The Central Bureau of Investigation (CBI) was conducting an initial probe into why the 9.5 billion rupee ($155 million) loan from the IDBI bank was approved given Kingfisher's levels of debt.
"When the company was in the red why did the IDBI bank give the loan?" CBI spokeswoman Kanchan Prasad told AFP.
Kingfisher, owned by India's liquor baron, the flamboyant Vijay Mallya, owes nearly $1.5 billion to banks, airports, fuel suppliers, staff and others.
The low-cost airline, which did not make any profit since it started operating in 2005, lost its licence to fly two years ago, after it failed to end a strike by staff including over a failure to pay wages.

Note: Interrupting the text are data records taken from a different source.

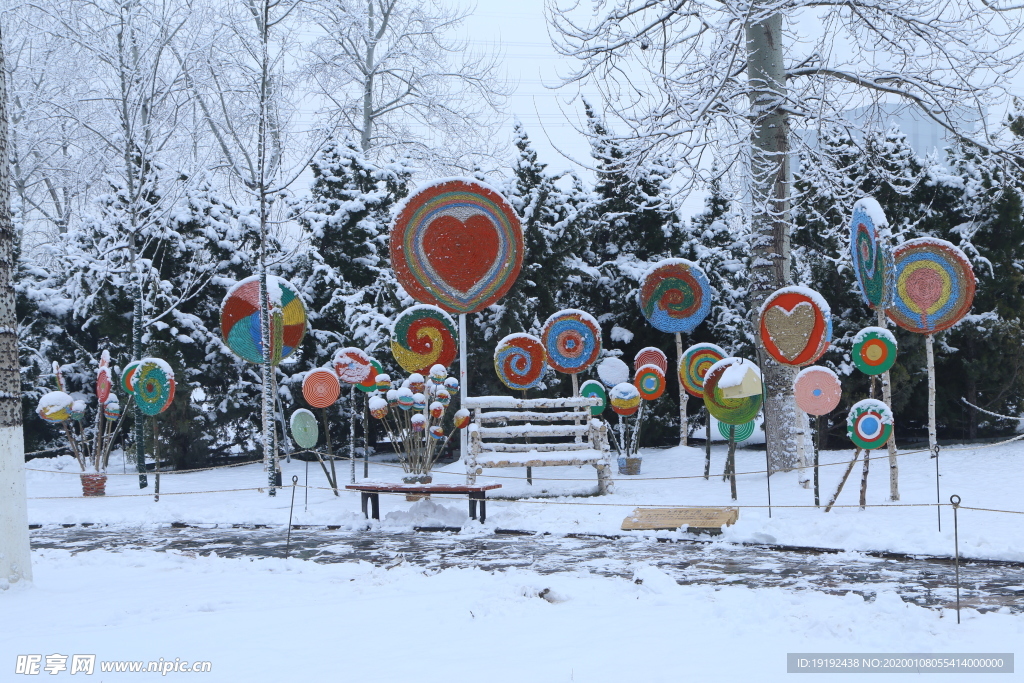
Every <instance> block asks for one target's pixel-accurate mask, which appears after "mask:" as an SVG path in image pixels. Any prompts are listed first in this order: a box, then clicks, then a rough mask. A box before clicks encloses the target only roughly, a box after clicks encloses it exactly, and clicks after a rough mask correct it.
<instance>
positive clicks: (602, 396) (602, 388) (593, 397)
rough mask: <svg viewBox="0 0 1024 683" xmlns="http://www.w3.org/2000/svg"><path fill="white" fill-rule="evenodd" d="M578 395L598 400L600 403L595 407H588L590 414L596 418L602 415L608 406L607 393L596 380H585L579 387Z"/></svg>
mask: <svg viewBox="0 0 1024 683" xmlns="http://www.w3.org/2000/svg"><path fill="white" fill-rule="evenodd" d="M580 395H581V396H587V397H588V398H600V399H601V402H600V403H598V404H597V405H591V407H590V414H591V415H593V416H594V417H597V416H598V415H600V414H601V413H604V409H605V408H606V407H607V404H608V392H607V391H605V390H604V385H603V384H601V383H600V382H598V381H597V380H587V381H586V382H584V383H583V384H581V385H580Z"/></svg>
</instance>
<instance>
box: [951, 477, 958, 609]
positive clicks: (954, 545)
mask: <svg viewBox="0 0 1024 683" xmlns="http://www.w3.org/2000/svg"><path fill="white" fill-rule="evenodd" d="M949 502H950V503H952V504H953V549H954V551H955V555H954V559H953V561H954V563H955V566H956V623H957V624H959V530H958V529H957V527H956V508H958V507H959V496H956V495H955V494H954V495H952V496H950V497H949Z"/></svg>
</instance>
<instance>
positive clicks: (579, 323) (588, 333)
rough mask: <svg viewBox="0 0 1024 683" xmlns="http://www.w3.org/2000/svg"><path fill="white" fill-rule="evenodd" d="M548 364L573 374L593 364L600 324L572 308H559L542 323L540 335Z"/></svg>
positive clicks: (555, 367)
mask: <svg viewBox="0 0 1024 683" xmlns="http://www.w3.org/2000/svg"><path fill="white" fill-rule="evenodd" d="M541 340H542V341H543V342H544V350H545V352H546V353H547V355H548V365H549V366H551V367H552V368H554V369H555V370H556V371H558V372H560V373H564V374H566V375H575V374H577V373H582V372H583V371H585V370H587V369H588V368H590V367H591V366H592V365H594V361H595V360H597V356H598V355H600V353H601V326H600V325H598V323H597V318H595V317H594V316H593V315H591V314H590V313H587V312H585V311H582V310H578V309H575V308H567V309H565V310H560V311H558V312H557V313H554V314H553V315H551V316H550V317H549V318H548V319H547V321H546V322H545V323H544V331H543V333H542V335H541Z"/></svg>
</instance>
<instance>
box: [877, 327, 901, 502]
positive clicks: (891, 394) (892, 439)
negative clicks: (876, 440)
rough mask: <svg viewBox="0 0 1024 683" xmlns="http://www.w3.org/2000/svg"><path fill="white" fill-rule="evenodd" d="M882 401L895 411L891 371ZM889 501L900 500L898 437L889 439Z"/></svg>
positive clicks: (887, 370)
mask: <svg viewBox="0 0 1024 683" xmlns="http://www.w3.org/2000/svg"><path fill="white" fill-rule="evenodd" d="M876 313H877V314H878V321H879V322H878V326H879V327H880V328H886V327H887V324H886V313H885V311H884V310H882V309H881V308H878V309H876ZM882 400H884V401H885V402H886V405H888V407H889V410H890V411H892V410H893V388H892V385H891V384H890V382H889V371H888V370H887V371H886V372H884V373H882ZM888 449H889V500H890V501H898V500H899V464H898V463H897V462H896V435H895V434H893V437H892V438H891V439H889V444H888Z"/></svg>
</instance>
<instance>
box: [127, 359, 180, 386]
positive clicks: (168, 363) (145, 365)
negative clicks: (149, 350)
mask: <svg viewBox="0 0 1024 683" xmlns="http://www.w3.org/2000/svg"><path fill="white" fill-rule="evenodd" d="M146 365H152V366H157V367H158V368H160V370H162V371H163V373H164V376H165V377H167V379H169V380H173V379H174V371H173V370H171V365H170V364H169V362H167V361H166V360H164V359H163V358H154V357H148V358H142V359H141V360H139V361H138V369H139V370H141V369H142V367H143V366H146ZM135 372H136V373H138V370H136V371H135ZM135 377H136V378H137V377H138V375H137V374H136V375H135Z"/></svg>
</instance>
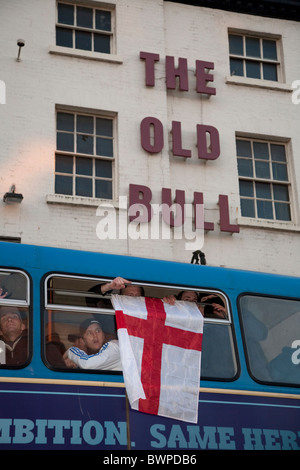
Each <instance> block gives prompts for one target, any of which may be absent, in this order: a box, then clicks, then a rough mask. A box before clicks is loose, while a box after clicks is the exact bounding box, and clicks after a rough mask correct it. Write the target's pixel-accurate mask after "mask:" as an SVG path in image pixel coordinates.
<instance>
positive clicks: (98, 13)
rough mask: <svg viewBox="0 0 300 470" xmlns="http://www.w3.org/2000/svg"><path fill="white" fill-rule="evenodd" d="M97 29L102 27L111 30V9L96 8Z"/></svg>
mask: <svg viewBox="0 0 300 470" xmlns="http://www.w3.org/2000/svg"><path fill="white" fill-rule="evenodd" d="M96 29H101V30H102V31H110V30H111V14H110V11H104V10H96Z"/></svg>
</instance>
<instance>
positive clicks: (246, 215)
mask: <svg viewBox="0 0 300 470" xmlns="http://www.w3.org/2000/svg"><path fill="white" fill-rule="evenodd" d="M241 213H242V216H243V217H255V209H254V200H253V199H241Z"/></svg>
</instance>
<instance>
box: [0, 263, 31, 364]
mask: <svg viewBox="0 0 300 470" xmlns="http://www.w3.org/2000/svg"><path fill="white" fill-rule="evenodd" d="M2 272H10V273H19V274H22V275H24V276H25V278H26V280H27V289H26V300H15V299H6V298H3V299H0V307H5V306H7V307H20V308H21V309H24V308H26V310H27V315H28V326H27V331H28V357H27V359H26V361H25V362H24V363H23V364H21V365H6V364H1V366H0V371H1V370H11V371H14V370H20V369H25V368H26V367H27V366H28V365H29V364H30V363H31V361H32V358H33V302H32V299H33V282H32V278H31V276H30V274H29V273H28V272H27V271H26V270H25V269H21V268H17V267H15V266H14V267H11V266H2V265H1V266H0V274H1V273H2Z"/></svg>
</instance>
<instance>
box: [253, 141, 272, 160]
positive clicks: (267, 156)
mask: <svg viewBox="0 0 300 470" xmlns="http://www.w3.org/2000/svg"><path fill="white" fill-rule="evenodd" d="M253 152H254V158H257V159H259V160H269V149H268V144H267V143H264V142H253Z"/></svg>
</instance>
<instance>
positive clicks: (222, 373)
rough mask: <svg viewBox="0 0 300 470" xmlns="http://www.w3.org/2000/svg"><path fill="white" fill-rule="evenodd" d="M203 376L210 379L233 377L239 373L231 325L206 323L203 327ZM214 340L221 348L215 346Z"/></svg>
mask: <svg viewBox="0 0 300 470" xmlns="http://www.w3.org/2000/svg"><path fill="white" fill-rule="evenodd" d="M203 330H204V331H203V333H204V334H203V343H202V351H203V355H202V356H201V377H203V378H204V377H205V378H208V379H219V380H220V379H221V380H224V379H225V380H226V379H231V378H234V376H235V375H236V373H237V364H236V360H235V353H234V346H233V344H234V343H233V338H232V332H231V328H230V325H229V326H225V325H216V324H213V323H205V325H204V327H203ZM214 341H215V342H217V344H219V345H220V348H219V349H218V350H217V348H215V347H214Z"/></svg>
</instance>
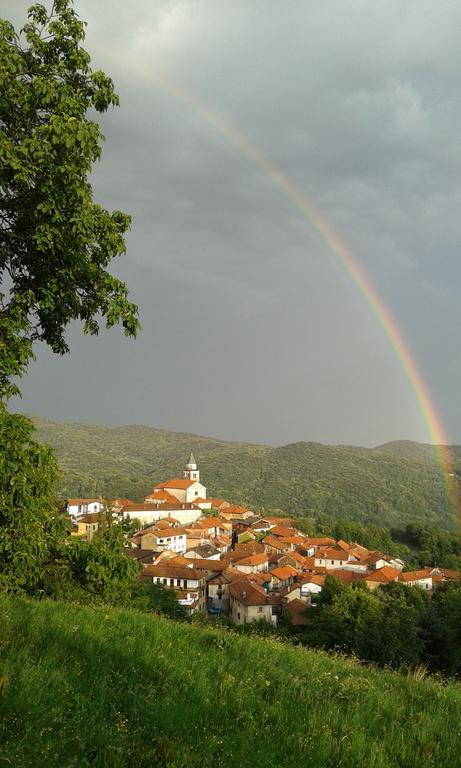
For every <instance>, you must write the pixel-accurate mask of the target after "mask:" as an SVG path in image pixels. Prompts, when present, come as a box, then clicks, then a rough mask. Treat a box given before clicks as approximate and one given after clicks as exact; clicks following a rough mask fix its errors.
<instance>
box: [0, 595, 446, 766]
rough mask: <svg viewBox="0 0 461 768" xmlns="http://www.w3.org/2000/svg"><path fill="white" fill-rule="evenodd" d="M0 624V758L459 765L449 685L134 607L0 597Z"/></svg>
mask: <svg viewBox="0 0 461 768" xmlns="http://www.w3.org/2000/svg"><path fill="white" fill-rule="evenodd" d="M0 627H1V634H0V680H1V682H0V691H1V693H0V765H5V766H14V768H26V767H27V768H29V766H30V768H42V767H43V768H45V766H46V768H48V767H49V768H68V767H70V766H75V767H77V766H78V768H85V767H86V766H94V767H102V766H104V767H106V766H107V768H121V767H122V766H123V767H125V766H133V767H134V766H136V768H153V766H155V767H156V768H157V767H158V768H167V767H168V768H183V767H184V766H186V767H187V768H188V767H189V766H190V767H191V768H192V767H193V768H220V766H222V767H223V768H224V767H226V768H242V767H246V766H248V768H259V766H261V768H290V767H291V766H293V768H294V767H295V766H296V768H299V767H300V766H302V767H303V768H327V766H328V768H340V766H347V768H350V767H351V766H357V767H358V768H362V766H363V768H365V766H366V767H367V768H397V766H398V767H399V768H423V767H424V766H434V767H437V768H444V766H447V768H448V767H449V768H453V767H454V766H457V765H459V760H460V757H459V756H460V751H461V686H459V685H458V684H455V683H450V684H442V683H441V682H438V681H437V680H435V679H427V678H426V679H422V677H423V676H421V679H419V677H420V676H419V675H418V674H413V675H409V676H407V675H401V674H398V673H393V672H388V671H378V670H376V669H374V668H372V667H367V666H361V665H359V664H358V663H356V662H355V661H353V660H346V659H342V658H336V657H329V656H327V655H326V654H325V653H322V652H314V651H308V650H305V649H301V648H292V647H290V646H288V645H285V644H283V643H279V642H277V641H275V640H273V639H261V638H257V637H254V636H251V637H250V636H244V635H236V634H234V633H227V632H226V631H224V630H219V629H208V628H202V627H199V626H194V625H188V624H181V623H178V622H173V621H169V620H167V619H161V618H158V617H155V616H149V615H142V614H139V613H137V612H136V611H121V610H115V609H109V608H107V609H106V608H102V609H98V610H95V609H90V608H81V607H74V606H71V605H65V604H59V603H53V602H49V601H43V602H32V601H28V600H26V599H18V598H9V597H5V596H2V597H1V598H0Z"/></svg>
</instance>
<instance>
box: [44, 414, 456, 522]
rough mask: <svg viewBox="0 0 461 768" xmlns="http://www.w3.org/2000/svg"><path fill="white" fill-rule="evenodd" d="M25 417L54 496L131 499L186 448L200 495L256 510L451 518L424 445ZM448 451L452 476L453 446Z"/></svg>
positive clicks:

Owners of Kingfisher's grounded planes have taken them back.
Prasad said the CBI had carried out a "preliminary enquiry" into the loan over the past two months. The next step could be the filing of a formal case.
Last week, the CBI arrested the chairman of state-run Syndicate Bank over allegations that he took bribes in exchange for loan extensions to private companies.
Prasad said the two cases were not connected, saying the watchdog was not targeting loans by state-run financial institutions as part of a specific investigation.
Mallya, once the self-proclaimed "King of Good Times", who made his fortune through his liquor business, has been battling to maintain control over his empire.
The flamboyant businessman, also a co-owner of a Formula One team, was known to host lavish yacht parties with Bollywood stars and politicians as guests.